The NSWTF has been waging a campaign to reinstate a centralised staffing system since the last staffing agreement lapsed at the end of term one, 2008 and the Department of Education and Training (DET) refused to negotiate a new one.

This move by DET meant the effective dismantling of the service transfer system, which rewarded teachers who agree to work in hard-to-staff areas with transfer points, making it easier for them to relocate to their area of choice after several years.

Though the system was still technically in place, the new arrangement meant principals could ignore the service transfer list and go straight to open advertisement if they wished.

Importantly, the centralised transfer system also guaranteed that all students and all schools in NSW were allocated qualified teachers.

The award for NSW teachers had also expired on December 31 and DET had made an insulting offer of a series of outrageous cuts to conditions in return for any salary increase higher than 2.5%. Such trade-offs included slashing sick leave, reducing workers' compensation, and reducing access to other forms of leave.

On November 19 last year, teachers had voted to reject the offer and strike for 48 hours in the first school week of 2009.

But after the negotiation of the settlements over the summer school holidays, the strikes did not go ahead.

The negotiated salary settlement is for a 12.48% pay rise over three years: 4.4% in January 2009, 3.8% in January 2010 and 3.8% in January 2011. There were some concessions, but they were not as severe as the ambit claim submitted by DET in 2008.

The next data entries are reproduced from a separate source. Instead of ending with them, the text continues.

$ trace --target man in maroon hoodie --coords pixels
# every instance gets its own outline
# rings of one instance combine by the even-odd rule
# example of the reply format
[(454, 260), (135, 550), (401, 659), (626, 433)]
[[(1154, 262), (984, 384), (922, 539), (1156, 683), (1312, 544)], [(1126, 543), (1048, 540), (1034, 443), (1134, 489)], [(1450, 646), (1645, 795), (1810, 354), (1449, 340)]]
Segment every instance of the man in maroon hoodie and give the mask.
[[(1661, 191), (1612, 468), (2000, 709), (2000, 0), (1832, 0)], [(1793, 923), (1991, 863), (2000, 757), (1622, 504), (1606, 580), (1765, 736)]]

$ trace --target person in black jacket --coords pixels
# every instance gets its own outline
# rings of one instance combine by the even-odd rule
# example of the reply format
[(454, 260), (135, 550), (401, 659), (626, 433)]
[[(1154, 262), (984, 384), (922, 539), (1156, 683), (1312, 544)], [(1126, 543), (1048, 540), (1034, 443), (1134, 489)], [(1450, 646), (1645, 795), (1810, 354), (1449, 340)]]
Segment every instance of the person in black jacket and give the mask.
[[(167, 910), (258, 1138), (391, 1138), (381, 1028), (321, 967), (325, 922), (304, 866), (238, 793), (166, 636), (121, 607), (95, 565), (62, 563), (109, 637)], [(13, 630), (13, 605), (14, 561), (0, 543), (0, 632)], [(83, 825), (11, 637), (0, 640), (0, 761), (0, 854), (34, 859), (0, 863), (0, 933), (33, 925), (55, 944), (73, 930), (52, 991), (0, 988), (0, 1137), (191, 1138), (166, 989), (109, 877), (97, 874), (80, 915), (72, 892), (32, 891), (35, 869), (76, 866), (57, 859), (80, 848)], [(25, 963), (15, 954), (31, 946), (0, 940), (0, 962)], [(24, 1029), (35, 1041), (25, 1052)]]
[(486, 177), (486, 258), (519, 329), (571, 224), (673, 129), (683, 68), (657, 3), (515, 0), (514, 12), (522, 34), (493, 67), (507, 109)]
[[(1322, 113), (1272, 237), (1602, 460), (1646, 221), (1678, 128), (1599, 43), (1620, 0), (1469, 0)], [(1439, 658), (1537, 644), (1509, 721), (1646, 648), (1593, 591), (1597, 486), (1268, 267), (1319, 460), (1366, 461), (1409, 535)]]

For example, sick leave was reduced to 15 full days a year instead of the 10 days originally proposed by DET. As the new salaries agreement will expire after the next state election, this could possibly reduce the ability of NSWTF to bargain and take political action in support of the next agreement.

Historically, when agreements have expired before state elections, unions have been in a better position to apply
political pressure to the government when seeking new agreements.

While the negotiation of a new staffing agreement is a significant achievement for public education in NSW, the new agreement includes some very negative aspects and in fact represents a 50% deregulation of the staffing system.

While the service transfer system is reinstated, the new staffing agreement only requires that every second vacancy in a school be filled by service transfers or higher priority transfers (for example, compassionate transfers). If each such second vacancy is not filled by such higher priority transfers, then principals have the option to openly advertise the position and interview for the job.

This means that it will be much harder (and take longer) for teachers to transfer to their areas of choice after serving in hard-to-staff areas.

This in turn will mean teachers hesitate to accept appointments in such areas, and students will ultimately suffer a lack of qualified teachers.

The second major fault of the new staffing agreement is that interview panels for teacher positions no longer need to have a union representative. The previous agreement mandated such union representation.

The new agreement merely requires that a teacher representative be a member of interview panels, which is not the same thing as a union representative. This represents a real loss of power for the NSWTF.

Overall, it is likely that a more favourable settlement could have been achieved with a more militant campaign — particularly proceeding with the proposed 48-hour strike for the first school week of 2009.

[Pat Donohoe is a vice president of Canterbury-Bankstown Teachers Association, a member of the NSWTF Council and a Socialist Alliance activist.]